Елагин сел на заднее сиденье, открыл крышку ноутбука. Пошелестел пальцами по черным клавишам. Некоторое время сидел задумавшись. Потом опустил крышку.
– Погоди.
Патолин осторожно сел рядом.
– Что-то случилось, Александр Иванович?
– Кажется, да.
Украина
1
Роман Миронович Рыбак, Регина Станиславовна Гирнык и мэр местечка Дубно стояли на маленьком пустыре, который с одной стороны ограничивался двухэтажным каменным зданием довоенной постройки, а с другой – излучиной большого ручья, невидимого за ивняком. Сеялся мелкий, какой-то московский дождь, отчего и здание и заросли выглядели неприятнее, чем могли бы. Мэр городка, ярый западенец и националист, как выяснилось к началу описываемого разговора, носил немного неуместную в данном раскладе фамилию Коновалов, но беседу вел на настолько густой мове, что это снимало все вопросы. И даже наоборот, рождало, по крайней мере у Рыбака, чье сознание было изрядно замусорено ввиду долгой жизни и работы в среде русского языка, чувство неловкости. Многих слов он не понимал, оставалось удовлетворяться улавливанием основного смысла. Сам он предпочитал говорить по-русски, если нельзя было промолчать и отделаться кивком. Москаля не станут стыдить за то, что он не знает ридной мовы.

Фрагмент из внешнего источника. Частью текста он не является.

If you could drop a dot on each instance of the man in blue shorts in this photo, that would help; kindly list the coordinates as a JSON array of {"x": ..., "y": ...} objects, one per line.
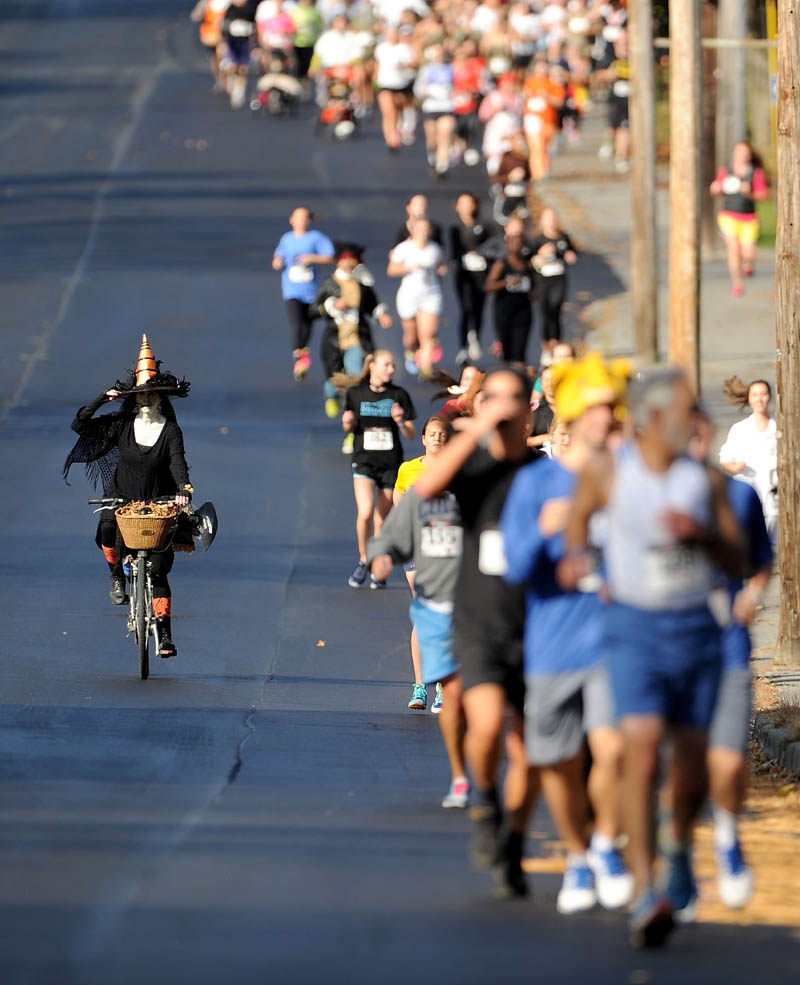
[
  {"x": 668, "y": 526},
  {"x": 568, "y": 691}
]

Смысл состоял в том, что стоят они трое сейчас на том месте, где раньше располагался большой деревянный амбар и сарай для сена. Сюда местные крестьяне свозили с незапамятных времен пшеницу и подсолнечник, потому что помимо маслозавода с масличным жомом имелась на ручье и запруда с мельницей. Было время расцвета этого единоличного предприятия и колхозного его загнивания. Была у маслозавода и патриотическая слава – здесь до трех суток скрывался от тупой сталинской облавы Антон Гецько, хорунжий, раненый герой, выданный НКВД каким-то безродным скотом с партбилетом.

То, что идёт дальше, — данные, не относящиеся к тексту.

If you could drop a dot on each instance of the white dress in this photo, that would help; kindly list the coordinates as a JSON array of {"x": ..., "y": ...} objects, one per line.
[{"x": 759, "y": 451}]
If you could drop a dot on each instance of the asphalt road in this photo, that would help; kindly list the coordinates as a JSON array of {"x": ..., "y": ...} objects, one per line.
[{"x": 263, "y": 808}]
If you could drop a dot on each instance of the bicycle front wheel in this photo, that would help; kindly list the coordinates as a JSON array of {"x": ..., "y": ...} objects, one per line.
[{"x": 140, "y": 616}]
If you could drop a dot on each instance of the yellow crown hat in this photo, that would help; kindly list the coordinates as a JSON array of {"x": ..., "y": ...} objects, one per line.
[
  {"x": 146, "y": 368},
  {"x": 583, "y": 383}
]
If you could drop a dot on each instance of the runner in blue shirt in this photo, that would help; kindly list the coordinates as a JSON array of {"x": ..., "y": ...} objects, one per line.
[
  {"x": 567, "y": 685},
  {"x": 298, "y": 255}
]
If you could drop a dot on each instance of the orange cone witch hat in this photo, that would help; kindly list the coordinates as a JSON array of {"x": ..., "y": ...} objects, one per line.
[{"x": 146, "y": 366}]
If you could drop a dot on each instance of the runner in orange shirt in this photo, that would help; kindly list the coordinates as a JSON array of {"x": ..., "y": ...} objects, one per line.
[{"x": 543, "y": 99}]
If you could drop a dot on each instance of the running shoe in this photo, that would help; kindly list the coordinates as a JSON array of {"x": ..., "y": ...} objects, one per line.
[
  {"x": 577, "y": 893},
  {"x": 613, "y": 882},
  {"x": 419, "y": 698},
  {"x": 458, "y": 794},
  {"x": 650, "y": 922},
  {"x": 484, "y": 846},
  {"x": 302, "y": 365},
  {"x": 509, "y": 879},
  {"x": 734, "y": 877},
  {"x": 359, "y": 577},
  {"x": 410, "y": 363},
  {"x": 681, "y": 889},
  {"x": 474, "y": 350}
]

Мэр, крепкий, квадратный мужчина в джинсовом костюме с большим националистическим значком на кармане куртки и мобильным телефоном в указательной руке, говорил сочно, с наслаждением, испытывая редкий вид интеллектуального оргазма, достающийся на долю переделывателя истории. Хотя бы в голове одного-единственного слушателя. Про Регину Станиславовну он уже знал, что она вполне просвещена в свете новейшего национального знания.
На обозреваемом месте, где и состоялось пронзение вилами народной мести пьяного оккупанта Мозгалева, предполагалось отцами городка строительство мемориала. Объявлен конкурс проектов, и есть уже очень интересные работы. И что важно – местных талантов производство. Значит, в народе жива память о своих героях и заступниках. Есть очень хорошие работы. Не надо думать, что все очень уж примитивно и прямолинейно. Лежит на соломе москальский офицер с вилами в груди, а рядом парубок возносит к Богу благодарственные молитвы. Никакой пошлости и натурализма. Высокие художественные решения. Единственное, что пока не ясно, что делать с названием, ведь не напишешь же, что памятник поставлен в честь «вильной Украины», могут подумать, что тут речь о вилах, которыми была совершена справедливость. Но решение будет найдено.
Одно пока препятствие: в этом месте бойкий мэр заметно помрачнел – финансирование. Антинациональные киевские власти не спешат с принятием закона, который бы обязал соответствующие правительственные структуры в полной мере финансировать увековечивание памяти борцов за свободу Украины. А собственным, поселковым бюджетом такого дела не осилить. Всякие ехидные голоса советуют – а ты пройдись по дворам с шапкой, нехай туда накидают гривен от самостийного сердца, кто сколько сможет. Но он, как мэр, как политически уже мыслящий человек, отвечает им: а почему бедный украинец должен из своего дырявого кармана финансировать то, что обязано поддерживать деньгами родное его государство. Один раз оно уже собрало подоходный налог, теперь хочет собрать налог с каждой совести.
– А Канада? – спросил Роман Миронович, лишь бы показать, что внимает в тему.
Мэр сказал, что над этим они работают.
– У меня дядя в Канаде, – сказала Регина Станиславовна.